The Ontario Human Rights Tribunal and the Courts have broken new ground in recent months, both in terms of the reach of anti-discrimination laws and the consequences for those who are found in breach. While the vast majority of employers provide respectful and inclusive workplaces, there are exceptions to this rule and sometimes, despite all best efforts, issues still arise.
The following three cases provide a useful reminder of how human rights law may impact your workplace:
O.P.T. v. Presteve Foods Ltd. (2015 HRTO 675)

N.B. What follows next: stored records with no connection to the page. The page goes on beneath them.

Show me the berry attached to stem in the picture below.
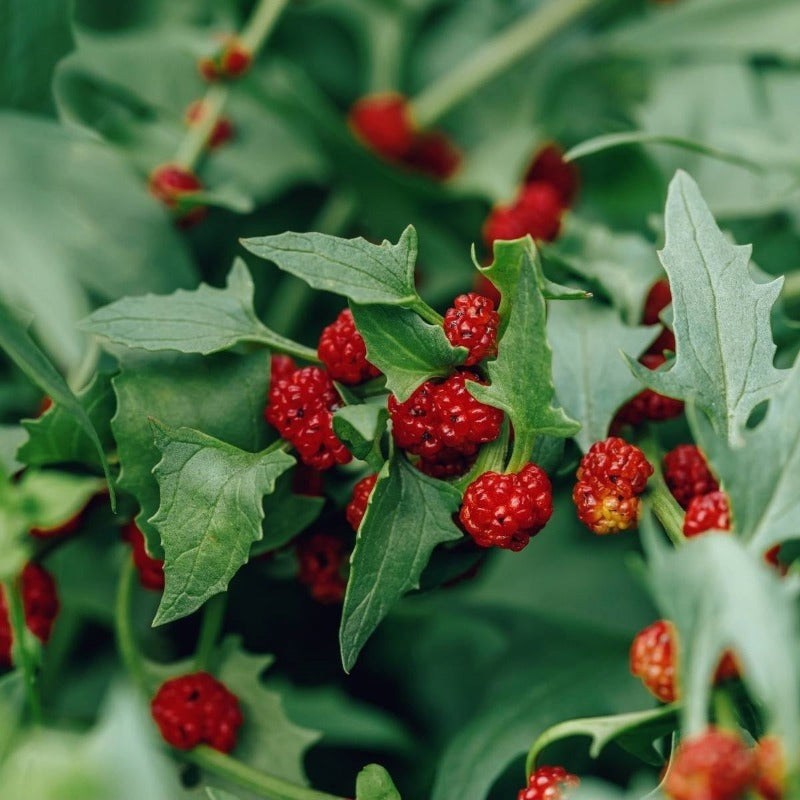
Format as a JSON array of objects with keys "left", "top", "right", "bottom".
[
  {"left": 317, "top": 309, "right": 380, "bottom": 385},
  {"left": 683, "top": 491, "right": 730, "bottom": 538},
  {"left": 443, "top": 293, "right": 499, "bottom": 366},
  {"left": 518, "top": 765, "right": 579, "bottom": 800}
]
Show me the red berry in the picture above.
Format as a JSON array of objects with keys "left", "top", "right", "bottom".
[
  {"left": 349, "top": 93, "right": 415, "bottom": 160},
  {"left": 39, "top": 396, "right": 53, "bottom": 415},
  {"left": 123, "top": 522, "right": 165, "bottom": 591},
  {"left": 764, "top": 545, "right": 788, "bottom": 577},
  {"left": 483, "top": 182, "right": 563, "bottom": 249},
  {"left": 292, "top": 463, "right": 325, "bottom": 497},
  {"left": 443, "top": 293, "right": 499, "bottom": 366},
  {"left": 270, "top": 354, "right": 297, "bottom": 387},
  {"left": 754, "top": 736, "right": 785, "bottom": 800},
  {"left": 459, "top": 464, "right": 553, "bottom": 552},
  {"left": 663, "top": 445, "right": 719, "bottom": 510},
  {"left": 665, "top": 728, "right": 757, "bottom": 800},
  {"left": 317, "top": 309, "right": 380, "bottom": 385},
  {"left": 573, "top": 475, "right": 642, "bottom": 535},
  {"left": 198, "top": 38, "right": 251, "bottom": 81},
  {"left": 630, "top": 620, "right": 679, "bottom": 703},
  {"left": 185, "top": 100, "right": 234, "bottom": 149},
  {"left": 643, "top": 279, "right": 676, "bottom": 356},
  {"left": 388, "top": 372, "right": 503, "bottom": 460},
  {"left": 524, "top": 144, "right": 580, "bottom": 207},
  {"left": 683, "top": 491, "right": 730, "bottom": 538},
  {"left": 296, "top": 532, "right": 348, "bottom": 603},
  {"left": 265, "top": 366, "right": 352, "bottom": 470},
  {"left": 473, "top": 272, "right": 501, "bottom": 307},
  {"left": 402, "top": 130, "right": 462, "bottom": 180},
  {"left": 0, "top": 563, "right": 59, "bottom": 667},
  {"left": 346, "top": 474, "right": 378, "bottom": 531},
  {"left": 418, "top": 447, "right": 476, "bottom": 479},
  {"left": 151, "top": 672, "right": 243, "bottom": 752},
  {"left": 613, "top": 354, "right": 684, "bottom": 428},
  {"left": 518, "top": 765, "right": 579, "bottom": 800},
  {"left": 148, "top": 164, "right": 206, "bottom": 227}
]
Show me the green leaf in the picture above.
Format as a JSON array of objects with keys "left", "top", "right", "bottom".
[
  {"left": 339, "top": 454, "right": 463, "bottom": 672},
  {"left": 254, "top": 473, "right": 325, "bottom": 556},
  {"left": 19, "top": 372, "right": 115, "bottom": 470},
  {"left": 332, "top": 403, "right": 388, "bottom": 470},
  {"left": 112, "top": 350, "right": 270, "bottom": 557},
  {"left": 350, "top": 304, "right": 466, "bottom": 403},
  {"left": 627, "top": 171, "right": 785, "bottom": 446},
  {"left": 525, "top": 704, "right": 678, "bottom": 775},
  {"left": 356, "top": 765, "right": 402, "bottom": 800},
  {"left": 548, "top": 302, "right": 657, "bottom": 451},
  {"left": 241, "top": 226, "right": 419, "bottom": 306},
  {"left": 14, "top": 471, "right": 105, "bottom": 531},
  {"left": 150, "top": 422, "right": 294, "bottom": 626},
  {"left": 0, "top": 301, "right": 115, "bottom": 506},
  {"left": 689, "top": 354, "right": 800, "bottom": 552},
  {"left": 82, "top": 259, "right": 315, "bottom": 361},
  {"left": 0, "top": 425, "right": 26, "bottom": 476}
]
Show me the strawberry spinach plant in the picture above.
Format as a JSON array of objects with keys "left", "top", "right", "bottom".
[{"left": 2, "top": 1, "right": 800, "bottom": 799}]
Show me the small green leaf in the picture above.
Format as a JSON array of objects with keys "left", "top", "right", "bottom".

Due to the prolonged period over which the material events in this case occurred, and the inherent power imbalance between the parties, it is one of the more disturbing to pass through the Human Rights Tribunal. Two sisters, M.P.T and O.P.T., came from Mexico to work at a fish processing plant. Shortly after commencing work, they were subject to unwanted sexual advances from the company’s owner, Mr. Pratas.
The sisters commenced a human rights application against both the company and Mr. Pratas. The allegations against Mr. Pratas were numerous and severe. This was further compounded by their occurrence under the constant threat of being sent back to Mexico.
In rendering its decision, the Tribunal accepted the sisters’ allegations and found Mr. Pratas and the company jointly and severally liable, ordering over $200,000 in damages – a new high watermark in the Tribunal’s jurisprudence, and a signal that damages awards at the Tribunal may be on the rise.
Partridge v. Botony Dental Corporation (2015 ONSC 343)
Ms. Partridge worked for Botony for 7 years, first as a Dental Hygienist, then as Office Manager, before being dismissed for cause on July 19, 2011. During the tenure of her employment, Ms. Partridge twice took maternity leave. The second of which ended in July 2011.
During her second maternity leave, Ms. Partridge received a text message from Botony’s owner to advise her that upon her return to work, she would no longer be the Office Manager, but would again be a Dental Hygienist. Moreover, Ms. Partridge was told that her working hours would now vary – conflicting with her childcare obligations, and she would be paid less.
Ms. Partridge refused to return to work on the modified terms, and was dismissed for cause. She subsequently brought a court action seeking damages for both wrongful dismissal and discrimination on the basis of family status, pursuant to the Human Rights Code. The Court accepted Ms. Partridge’s argument on both fronts. Botony was ordered to pay twelve months of salary, plus an additional $20,000 for its breach of the Human Rights Code.
Partridge should serve as a reminder not only of an employer’s obligations to individuals returning from maternity leave but also of the increasing frequency with which human rights claims are being successfully litigated in the courts.
The Queen v. Pro Bono Law Ontario (2014 HRTO 1092)
Our final case illustrates that sometimes regardless of how good a workplace may be, a human rights complaint may still arise. In this case, the applicant had sought the assistance of Pro Bono Law Ontario. The Tribunal described the facts as follows:
The applicant sought the services of the respondent to launch a civil suit for wages allegedly owed to him for his reign as Her Majesty the Queen. The applicant has apparently changed his legal name to Her Majesty (first name) the Queen (last name). Although he identified himself to the Tribunal by his previous legal name, he has submitted documentation to the Tribunal that appears to confirm his change of legal name.
The applicant’s case was refused by Pro Bono Law Ontario on the grounds that there was no reasonable prospect of success. Nevertheless, the applicant commenced a human rights proceeding claiming discrimination on the basis of disability.
The Tribunal held a summary hearing and determined that even if all of the applicant’s evidence was accepted, no sufficient nexus existed between the applicant’s claimed disability and the rejection of his request for legal assistance to constitute discrimination. Accordingly, the claim was dismissed.
The preceding three cases provide helpful guidance for employers:
- Implement clear policy and ensure consistent enforcement: If your resources allow, implement an anti-harassment and discrimination policy that satisfies the requirements of the applicable human rights law. Clearly communicate this policy to everyone in your organization. Concomitant with this, institute a neutral internal process by which to investigate and respond to complaints brought pursuant to the policy.
- Liability for employees’ actions: Cases such as Presteve Foods, should serve to remind employers that they may ultimately be found vicariously liable for the misconduct of an employee. Accordingly, it is necessary to treat all allegations of discrimination seriously and foster an environment where individuals, from the CEO down, are held to the same standard and treated equally.
- Investigate claims and use rule 19A: If, as a provincially-regulated business, you become the target of a dubious human rights claim at the Tribunal, do two things. First, conduct a thorough and impartial investigation of the allegations to determine their veracity. Second, if the claim remains unfounded, consider using Rule 19A of the Tribunal’s procedures – which allows for a summary hearing on whether the claim has a ‘reasonable prospect of success’. This approach may help your business achieve an expeditious resolution, rather than proceeding to a full hearing.